Les conséquences de ce process sont d’autant plus dramatiques que les équipes sont rarement formées et peu expérimentées sur le sujet de l’accessibilité. Elles ne savent souvent pas quelles sont les attentes légales ou d’expérience d’utilisation. On leur demande d’appliquer des règles à peine comprises, dans des conditions dans lesquelles personne ne peut réussir.

Un audit réalisé dans la précipitation et sans préparation met en lumière toutes les lacunes du projet, de ce qui est passé inaperçu. L’équipe se retrouve du jour au lendemain avec une somme inimaginable de tickets à corriger. Si l’on se lance dans les corrections après l’audit, le calendrier et le budget en prennent inévitablement un coup.
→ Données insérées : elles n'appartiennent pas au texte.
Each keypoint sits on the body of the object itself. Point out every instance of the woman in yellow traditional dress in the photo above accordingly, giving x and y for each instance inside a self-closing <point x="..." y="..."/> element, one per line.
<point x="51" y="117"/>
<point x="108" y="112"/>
On déclare alors que faire un audit, c’est trop compliqué ou l’accessibilité coûte trop cher.

Un audit à la fin d’un projet ne mesure pas l’accessibilité : il montre l’accumulation de la dette d’accessibilité. Cette dette se crée insidieusement au fil des mois par des décisions prises sans penser à l’accessibilité. Le problème n’est pas la conformité mais bien la façon dont l’audit est encore trop souvent utilisé.

Le dilemme de l’audit : quand la conformité contraint l’expertise

Les professionnels de l’accessibilité numérique ont souvent deux missions : le conseil d’expertise et l’audit de conformité.

Le conseil d’expertise couvre un périmètre de l'accessibilité plus large que les audits. Il permet de soulever des non-conformités directement en lien avec le RGAA mais également des éléments qui vont directement impacter l’utilisabilité, en proposant des bonnes pratiques ou en guidant les choix de design.
L’audit de conformité, lui, est contraint par la logique de conformité ou de non-conformité des critères du RGAA. Lorsque cet audit arrive en fin de process, sans maitrise ou accompagnement préalable, l’audit se limite à vérifier la conformité au référentiel.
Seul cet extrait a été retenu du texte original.